Rates of wheat yield improvements have slowed in recent years to 0.5–0.9% per year, and there is much concern about achieving the additional yields necessary to feed the world using less land and with fewer inputs (Ray et al., 2013). There is, therefore, a need to continuously seek better and more informed ways of approaching plant breeding, including the making of commercial hybrids (Boeven et al., 2020; Gimenez et al., 2021). Wheat is a polyploid. The genetics of the crop will, therefore, be based not only on the genetics of its diploid progenitors but also on the genetic interactions between the constituent genomes, in both pure line and hybrid breeding (Washburn and Birchler, 2013; Santantonio et al., 2019). Genetic interactions can be between alleles at a single locus or epistatically between pairs of or many non-allelic loci inter- or intrachromosomally (Jiang et al., 2017; Mackay et al., 2021). Such interactions could be within the nucleus affecting transcriptional and posttranscriptional regulatory steps but could also be between pathways and networks underpinning interacting traits (Schnell and Cockerham, 1992; Gimenez et al., 2021). No doubt numerous mechanisms giving rise to positive and negative attributes are frequent in nature. This perspective explores some recent findings to update ways of thinking about polyploid wheat genetics and crop improvement. Speculations are necessary but these are the substance of testable hypotheses.

Interchromosomal Genetic Interactions Correlating With Negative Heterosis

European wheat breeders studying the genetic interactions underlying heterosis for yield found that the heterosis was mostly due to epistatic interactions (Jiang et al., 2017). Digenic interactions involving the A and B genomes were more frequent than those with the D genomes. In a subsequent study, European winter wheat breeders compared the heterotic interactions between progeny of elite × elite and elite × exotic crosses (Boeven et al., 2020). There was a significant difference between the two groups in the genetic architecture of the heterosis detected (Figure 1). Additive by additive epistatic interactions were the major origins of heterosis in the elite hybrids, while dominance and epistatic, including positive and especially, negative, dominance interactions were more common in the exotic × elite crosses. Mapping of the digenic epistatic interactions underlying these results showed that in the case of the exotic × elite crosses, there were many epistatic associations between different chromosomes, including non-homologous, but almost none in the elite × elite hybrids (Figure 1). Thus, negative heterosis and interchromosomal interactions were correlated.

FIGURE 1

Genetic architecture of mid-parent heterosis for grain yield. Results for the 21 wheat chromosomes shown around the circumferences. Colored links in the centers of the circles represent significant digenic epistatic interactions: additive by dominance for elite hybrids (A) and for exotic × elite (C), dominance by dominance for elite hybrids (B) and for exotic × elite (D). Taken from Boeven et al. (2020).

Although few digenic epistatic QTL interactions between non-homologous chromosomes were found in crosses between the high-yielding elite lines (Boeven et al., 2020), some interactions remained between chromosomes 4A and 7B (Figure 1).
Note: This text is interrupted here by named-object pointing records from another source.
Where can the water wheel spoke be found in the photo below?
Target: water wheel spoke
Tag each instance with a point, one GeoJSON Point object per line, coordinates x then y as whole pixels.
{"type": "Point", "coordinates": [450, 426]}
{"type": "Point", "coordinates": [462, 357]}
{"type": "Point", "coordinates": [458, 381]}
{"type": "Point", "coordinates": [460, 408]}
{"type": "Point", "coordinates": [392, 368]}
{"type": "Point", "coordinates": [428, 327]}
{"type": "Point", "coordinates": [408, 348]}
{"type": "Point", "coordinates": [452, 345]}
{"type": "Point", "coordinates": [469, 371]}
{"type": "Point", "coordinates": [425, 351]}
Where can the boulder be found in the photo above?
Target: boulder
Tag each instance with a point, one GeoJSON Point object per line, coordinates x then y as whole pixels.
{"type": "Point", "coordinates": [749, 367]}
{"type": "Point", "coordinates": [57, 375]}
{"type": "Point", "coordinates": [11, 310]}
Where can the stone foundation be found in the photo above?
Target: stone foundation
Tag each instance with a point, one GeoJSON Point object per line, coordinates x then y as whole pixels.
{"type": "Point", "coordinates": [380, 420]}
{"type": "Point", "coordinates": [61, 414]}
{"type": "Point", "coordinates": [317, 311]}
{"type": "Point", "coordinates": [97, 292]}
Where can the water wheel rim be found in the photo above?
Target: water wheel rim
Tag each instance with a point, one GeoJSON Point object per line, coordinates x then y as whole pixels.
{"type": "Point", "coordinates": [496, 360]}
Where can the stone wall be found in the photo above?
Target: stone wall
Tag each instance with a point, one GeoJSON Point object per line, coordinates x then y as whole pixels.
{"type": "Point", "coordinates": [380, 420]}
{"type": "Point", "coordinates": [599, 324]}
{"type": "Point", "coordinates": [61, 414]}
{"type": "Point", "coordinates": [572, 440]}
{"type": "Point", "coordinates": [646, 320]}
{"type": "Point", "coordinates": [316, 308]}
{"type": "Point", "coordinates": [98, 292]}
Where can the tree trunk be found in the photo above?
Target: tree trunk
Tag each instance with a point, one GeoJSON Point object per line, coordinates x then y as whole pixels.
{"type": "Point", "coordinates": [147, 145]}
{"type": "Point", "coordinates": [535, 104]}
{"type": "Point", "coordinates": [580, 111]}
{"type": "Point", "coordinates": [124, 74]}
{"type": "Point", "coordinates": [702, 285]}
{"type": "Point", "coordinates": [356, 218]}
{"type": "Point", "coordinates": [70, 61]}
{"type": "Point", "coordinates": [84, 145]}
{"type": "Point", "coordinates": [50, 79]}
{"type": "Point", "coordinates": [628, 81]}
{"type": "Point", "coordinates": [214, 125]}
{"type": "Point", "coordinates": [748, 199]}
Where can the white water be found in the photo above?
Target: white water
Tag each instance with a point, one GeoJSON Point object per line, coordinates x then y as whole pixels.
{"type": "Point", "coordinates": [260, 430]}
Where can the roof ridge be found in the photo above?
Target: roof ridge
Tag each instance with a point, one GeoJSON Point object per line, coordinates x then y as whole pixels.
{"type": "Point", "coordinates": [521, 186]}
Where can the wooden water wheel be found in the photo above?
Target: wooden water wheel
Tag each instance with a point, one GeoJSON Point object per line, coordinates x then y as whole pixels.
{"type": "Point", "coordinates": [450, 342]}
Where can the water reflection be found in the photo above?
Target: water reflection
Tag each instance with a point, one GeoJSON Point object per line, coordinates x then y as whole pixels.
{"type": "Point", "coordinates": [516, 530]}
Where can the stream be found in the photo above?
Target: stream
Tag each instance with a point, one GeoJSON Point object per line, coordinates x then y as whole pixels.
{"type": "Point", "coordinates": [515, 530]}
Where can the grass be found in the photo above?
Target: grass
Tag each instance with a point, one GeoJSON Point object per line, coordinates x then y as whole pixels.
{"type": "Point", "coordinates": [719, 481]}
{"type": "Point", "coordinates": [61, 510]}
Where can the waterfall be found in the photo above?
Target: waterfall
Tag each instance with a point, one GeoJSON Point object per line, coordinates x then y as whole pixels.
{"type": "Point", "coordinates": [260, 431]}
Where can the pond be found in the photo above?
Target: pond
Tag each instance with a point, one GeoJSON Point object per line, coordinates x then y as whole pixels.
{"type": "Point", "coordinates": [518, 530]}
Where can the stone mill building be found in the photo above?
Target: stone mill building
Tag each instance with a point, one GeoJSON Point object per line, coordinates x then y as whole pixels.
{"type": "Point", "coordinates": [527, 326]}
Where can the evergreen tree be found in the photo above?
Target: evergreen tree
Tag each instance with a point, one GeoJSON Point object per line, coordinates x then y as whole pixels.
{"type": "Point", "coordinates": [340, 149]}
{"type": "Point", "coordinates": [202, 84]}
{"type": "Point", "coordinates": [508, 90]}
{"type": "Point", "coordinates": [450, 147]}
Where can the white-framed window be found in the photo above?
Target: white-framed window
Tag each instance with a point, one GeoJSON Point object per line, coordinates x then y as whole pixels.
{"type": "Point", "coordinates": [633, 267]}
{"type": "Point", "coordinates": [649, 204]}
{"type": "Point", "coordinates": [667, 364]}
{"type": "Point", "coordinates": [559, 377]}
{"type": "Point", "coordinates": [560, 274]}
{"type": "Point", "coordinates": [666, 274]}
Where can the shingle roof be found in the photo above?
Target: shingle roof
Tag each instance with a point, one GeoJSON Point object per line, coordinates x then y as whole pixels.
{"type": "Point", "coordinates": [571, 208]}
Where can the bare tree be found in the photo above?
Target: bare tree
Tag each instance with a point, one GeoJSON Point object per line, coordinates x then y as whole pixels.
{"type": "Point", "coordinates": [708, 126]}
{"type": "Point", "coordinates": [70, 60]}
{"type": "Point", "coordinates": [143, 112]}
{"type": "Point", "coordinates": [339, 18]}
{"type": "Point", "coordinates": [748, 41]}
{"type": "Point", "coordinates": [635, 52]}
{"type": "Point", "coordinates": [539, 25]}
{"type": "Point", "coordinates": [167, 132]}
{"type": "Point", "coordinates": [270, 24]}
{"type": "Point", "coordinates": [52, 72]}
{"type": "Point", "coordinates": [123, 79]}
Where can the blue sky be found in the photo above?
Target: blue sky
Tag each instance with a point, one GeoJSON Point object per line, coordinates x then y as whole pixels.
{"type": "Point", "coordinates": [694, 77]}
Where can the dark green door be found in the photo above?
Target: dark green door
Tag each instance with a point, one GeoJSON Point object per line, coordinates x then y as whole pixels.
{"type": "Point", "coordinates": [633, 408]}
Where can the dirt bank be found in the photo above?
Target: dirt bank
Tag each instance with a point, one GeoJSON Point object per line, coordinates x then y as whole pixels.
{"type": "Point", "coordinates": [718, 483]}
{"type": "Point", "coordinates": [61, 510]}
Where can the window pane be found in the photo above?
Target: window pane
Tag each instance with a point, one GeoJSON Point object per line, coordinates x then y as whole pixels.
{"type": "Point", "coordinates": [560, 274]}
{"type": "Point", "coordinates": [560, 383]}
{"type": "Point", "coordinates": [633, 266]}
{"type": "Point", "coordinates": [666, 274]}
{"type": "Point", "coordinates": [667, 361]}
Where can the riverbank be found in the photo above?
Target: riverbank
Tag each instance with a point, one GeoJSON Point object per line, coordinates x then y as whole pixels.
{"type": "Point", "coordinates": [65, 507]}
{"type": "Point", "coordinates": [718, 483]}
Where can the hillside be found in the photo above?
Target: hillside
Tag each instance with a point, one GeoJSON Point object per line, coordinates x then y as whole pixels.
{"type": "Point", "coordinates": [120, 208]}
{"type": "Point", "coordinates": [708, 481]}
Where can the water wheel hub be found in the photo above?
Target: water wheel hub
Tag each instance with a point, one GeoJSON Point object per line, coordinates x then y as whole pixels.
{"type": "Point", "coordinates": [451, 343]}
More interactions were recorded in a different set of hybrids (Jiang et al., 2017) but again many involved chromosomes 4A and 7B. This is very significant because these chromosomes have undergone reciprocal translocations during hexaploid wheat evolution (Dvorak et al., 2018). Thus, it appears that chromosome segments whose origins are in the same chromosome arm retain interactions in high-yielding wheat even when the segments are translocated to a chromosome originally belonging to another diploid progenitor. That these interactions have not been selected away during intensive wheat breeding endorses the conclusion that certain chromosomal interactions in the nucleus are important.

Chromatin Interactions in Nuclei and Gene Expression

Heterosis as defined by the geneticist has interactions at its heart. During the past decade, we have become aware of specific interactions on a massive scale between loci closely linked, between genes mapping further apart, and even on different chromosomes due to the development of new technologies that enable nearby sequences within nuclei to be identified (e.g., Peng et al., 2019; Concia et al., 2020; Jia et al., 2021; Pei et al., 2021). Such interactions have been recently assessed within and between hexaploid wheat chromosomes (Concia et al., 2020; Jia et al., 2021).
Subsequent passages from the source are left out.